L’objectif : produire des légumes, des fruits et des semences en appliquant les principes de la permaculture végane (= permaculture sans élevage) sur une surface d’environ 1,5ha.

Définitions :

Pourquoi “micro-ferme”? Je m’inspire d’expérimentations et de résultats intéressants, comme les travaux d’Eliot Coleman, Jean Martin Fortier, la ferme du Bec Helouin, le réseau Ferme d’avenir. Je tiens à préciser qu’aucun modèle n’est transposable, et je déconseille fortement d’idéaliser ces lieux, à chacun-e de faire son expérience avec son passé, son présent et son futur, et ses moyens humains, financiers, etc…

Pourquoi “végétale”? Je n’utilise aucun intrant d’origine animal, je n’exploite pas d’animaux (sans élevage). La fertilisation et les amendements sont 100% végétal. J’accueille la faune sauvage (de la micro à la macro-faune) à bras ouverts. A ce jour, seulement en hiver, des chevreuils et des sangliers (une fois!) sont passés sur le lieux en laissant des traces, respectivement pour manger des blettes (ça tombe bien on en avait beaucoup!), et pour creuser des trous. Nous sommes dans un environnement de chasse intensive, et j’ai pu voir 3 chevreuils apeurés et pourchassés passés à proximité de notre terrain, ils rejoignaient la forêt… Si toutefois, cette macro-faune occasionne trop de dégâts sur les cultures, je clôturerai, tout en leur laissant leur liberté (contrairement à l’élevage où ce sont les animaux qui sont clôturés, et à la chasse où les animaux sont tués). Quant à la micro-faune, principalement du sol, je la préserve en ne travaillant pas mon sol et il est toujours couvert, soit de cultures, soit d’un mulch. Et pour les autres animaux (insectes, oiseaux, batraciens, rongeurs, etc…), je crée et protège des “zones refuges” (mares, zones sauvages, haies, …) afin de favoriser une régulation naturelle.

Descriptif :

Le matériel : très peu mécanisé : seulement une tondeuse et une débrousailleuse, qui fonctionne deux heures/an. Je loue 3 fois/an une moto faucheuse pour faire du mulch et 1 fois/an un motoculteur pour démarrer des nouvelles parcelles (tracer les planches de cultures).

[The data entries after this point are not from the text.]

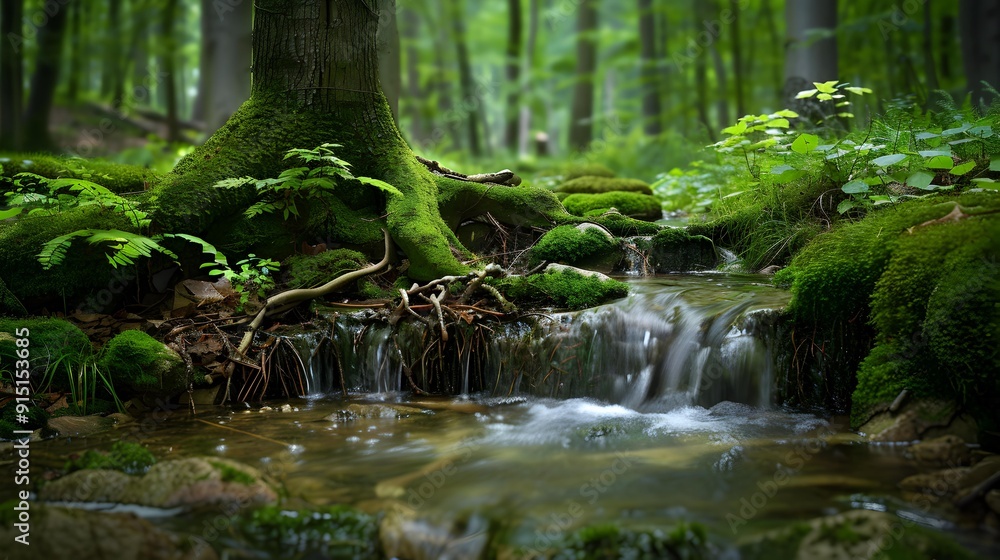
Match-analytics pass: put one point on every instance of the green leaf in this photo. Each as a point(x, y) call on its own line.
point(940, 162)
point(805, 143)
point(921, 180)
point(963, 168)
point(855, 187)
point(845, 205)
point(886, 161)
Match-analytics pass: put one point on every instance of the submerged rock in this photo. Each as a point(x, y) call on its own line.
point(75, 534)
point(192, 482)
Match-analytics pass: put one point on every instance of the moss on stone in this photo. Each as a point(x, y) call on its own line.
point(573, 246)
point(116, 177)
point(330, 532)
point(568, 290)
point(596, 185)
point(588, 170)
point(55, 347)
point(635, 205)
point(612, 541)
point(127, 457)
point(138, 363)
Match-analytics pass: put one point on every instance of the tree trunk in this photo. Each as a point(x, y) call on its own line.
point(513, 74)
point(11, 75)
point(582, 109)
point(44, 82)
point(649, 69)
point(315, 82)
point(170, 69)
point(390, 73)
point(470, 102)
point(979, 25)
point(808, 60)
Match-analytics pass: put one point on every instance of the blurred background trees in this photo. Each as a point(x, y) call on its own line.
point(644, 82)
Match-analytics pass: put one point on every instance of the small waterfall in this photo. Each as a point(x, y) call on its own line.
point(695, 341)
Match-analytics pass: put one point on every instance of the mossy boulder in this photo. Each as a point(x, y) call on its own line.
point(588, 170)
point(676, 250)
point(330, 532)
point(587, 247)
point(635, 205)
point(567, 290)
point(138, 363)
point(116, 177)
point(597, 185)
point(855, 534)
point(192, 482)
point(55, 345)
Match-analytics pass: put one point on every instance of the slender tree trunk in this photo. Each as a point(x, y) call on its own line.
point(581, 125)
point(808, 61)
point(513, 74)
point(469, 99)
point(11, 75)
point(649, 70)
point(390, 73)
point(979, 26)
point(44, 82)
point(170, 69)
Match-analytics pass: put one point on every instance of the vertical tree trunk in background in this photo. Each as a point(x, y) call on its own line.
point(170, 69)
point(737, 55)
point(414, 90)
point(43, 83)
point(513, 74)
point(224, 73)
point(527, 84)
point(470, 103)
point(807, 60)
point(581, 123)
point(649, 70)
point(979, 28)
point(389, 65)
point(11, 76)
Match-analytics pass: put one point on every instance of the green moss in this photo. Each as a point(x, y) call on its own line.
point(610, 541)
point(596, 185)
point(569, 245)
point(588, 170)
point(127, 457)
point(230, 473)
point(36, 415)
point(635, 205)
point(116, 177)
point(84, 270)
point(138, 363)
point(331, 532)
point(55, 347)
point(561, 289)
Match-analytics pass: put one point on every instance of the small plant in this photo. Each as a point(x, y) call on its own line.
point(253, 277)
point(316, 176)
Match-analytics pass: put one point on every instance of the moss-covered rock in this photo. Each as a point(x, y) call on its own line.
point(116, 177)
point(588, 170)
point(127, 457)
point(55, 347)
point(601, 542)
point(855, 534)
point(635, 205)
point(192, 482)
point(597, 185)
point(676, 250)
point(138, 363)
point(560, 289)
point(577, 246)
point(332, 532)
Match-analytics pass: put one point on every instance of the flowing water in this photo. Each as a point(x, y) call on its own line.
point(653, 410)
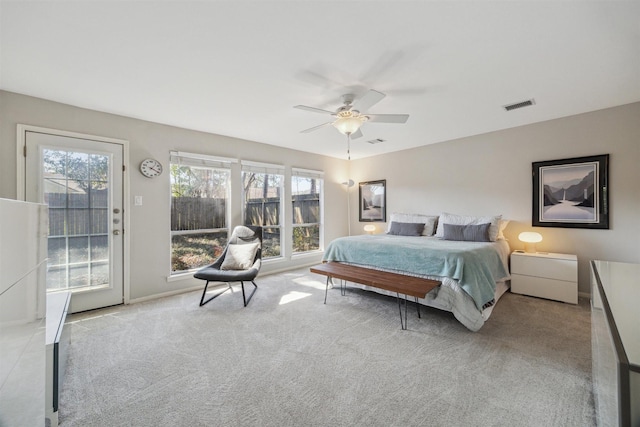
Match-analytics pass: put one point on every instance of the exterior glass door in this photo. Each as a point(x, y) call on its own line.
point(81, 182)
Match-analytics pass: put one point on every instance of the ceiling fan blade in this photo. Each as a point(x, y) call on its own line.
point(388, 118)
point(316, 127)
point(313, 109)
point(357, 134)
point(369, 99)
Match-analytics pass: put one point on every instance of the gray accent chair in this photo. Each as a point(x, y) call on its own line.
point(213, 273)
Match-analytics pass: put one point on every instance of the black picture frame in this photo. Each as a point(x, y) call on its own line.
point(373, 201)
point(571, 193)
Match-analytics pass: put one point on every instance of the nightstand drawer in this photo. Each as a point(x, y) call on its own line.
point(558, 290)
point(543, 267)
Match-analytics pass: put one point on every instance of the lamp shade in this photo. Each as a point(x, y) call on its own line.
point(530, 238)
point(348, 125)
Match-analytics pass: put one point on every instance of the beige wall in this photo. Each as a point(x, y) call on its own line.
point(149, 223)
point(483, 174)
point(491, 174)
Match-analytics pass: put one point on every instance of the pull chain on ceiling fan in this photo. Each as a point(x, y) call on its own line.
point(349, 118)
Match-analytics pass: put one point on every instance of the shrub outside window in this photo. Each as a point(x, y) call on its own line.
point(306, 200)
point(199, 211)
point(262, 197)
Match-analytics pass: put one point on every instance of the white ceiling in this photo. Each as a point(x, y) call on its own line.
point(237, 68)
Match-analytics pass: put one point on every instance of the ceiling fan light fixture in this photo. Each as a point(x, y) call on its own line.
point(349, 124)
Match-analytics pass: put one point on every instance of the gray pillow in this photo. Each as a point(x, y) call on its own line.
point(468, 233)
point(239, 256)
point(406, 229)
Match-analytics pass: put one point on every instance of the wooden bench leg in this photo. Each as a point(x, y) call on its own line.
point(403, 325)
point(326, 288)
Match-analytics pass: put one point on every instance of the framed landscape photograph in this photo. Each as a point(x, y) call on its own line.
point(571, 193)
point(373, 201)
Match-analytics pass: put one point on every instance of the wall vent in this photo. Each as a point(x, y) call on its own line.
point(521, 104)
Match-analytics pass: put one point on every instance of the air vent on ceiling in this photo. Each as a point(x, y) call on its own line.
point(521, 104)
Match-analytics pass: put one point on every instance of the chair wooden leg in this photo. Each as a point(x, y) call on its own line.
point(246, 301)
point(203, 302)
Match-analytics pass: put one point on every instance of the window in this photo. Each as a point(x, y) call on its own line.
point(262, 196)
point(199, 210)
point(306, 198)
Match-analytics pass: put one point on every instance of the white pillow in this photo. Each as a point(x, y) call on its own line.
point(239, 256)
point(447, 218)
point(429, 221)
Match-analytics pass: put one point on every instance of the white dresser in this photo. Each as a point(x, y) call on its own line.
point(545, 275)
point(615, 342)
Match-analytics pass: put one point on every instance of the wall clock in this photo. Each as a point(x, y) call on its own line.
point(150, 168)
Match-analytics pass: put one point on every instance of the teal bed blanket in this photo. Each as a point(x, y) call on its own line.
point(477, 266)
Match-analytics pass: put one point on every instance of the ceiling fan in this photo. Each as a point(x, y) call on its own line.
point(349, 117)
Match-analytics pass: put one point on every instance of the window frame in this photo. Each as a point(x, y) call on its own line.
point(268, 169)
point(313, 174)
point(202, 161)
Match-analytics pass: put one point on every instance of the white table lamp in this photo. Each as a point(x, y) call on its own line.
point(530, 238)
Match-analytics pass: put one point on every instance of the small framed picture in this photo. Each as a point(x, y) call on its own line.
point(373, 201)
point(571, 193)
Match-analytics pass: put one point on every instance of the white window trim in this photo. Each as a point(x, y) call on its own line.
point(308, 173)
point(209, 162)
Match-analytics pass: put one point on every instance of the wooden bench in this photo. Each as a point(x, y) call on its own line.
point(399, 283)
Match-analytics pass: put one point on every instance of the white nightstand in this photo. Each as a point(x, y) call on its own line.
point(545, 275)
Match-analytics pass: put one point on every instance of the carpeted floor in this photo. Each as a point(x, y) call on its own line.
point(289, 360)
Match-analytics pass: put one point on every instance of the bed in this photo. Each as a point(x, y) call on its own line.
point(474, 274)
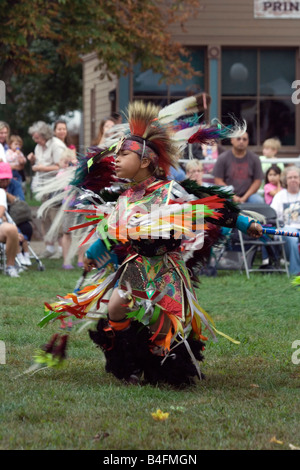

Les cultures plein champs : 6 jardins découpés en 6 planches de cultures (1m*15m) et des allées enherbées de 50 cm de large.

Le jardin-verger : cultures d’arbustes fruitiers entre des arbres fruitiers, avec quelques autres plantations en association (fleurs, légumes annuels)

Le potager : 8 planches de cultures (1.2m*5m), destinées à la production de semences

Le mandala : Cultures sur buttes pour les vivaces (légumes, aromates, fleurs)

Une serre en verre (40 m2) : pour les pied-mères d’aromates vivaces et production de semences.

Un petit tunnel (40 m2) pour la production de semences et une table chauffante (électrique, branchée à Enercoop!) pour les semis de tomates/poivrons/aubergines/physalis dès fin janvier, et melons/concombres/cornichons/courgettes fin mars (fonctionne 2,5 mois de fin janvier à mi-avril).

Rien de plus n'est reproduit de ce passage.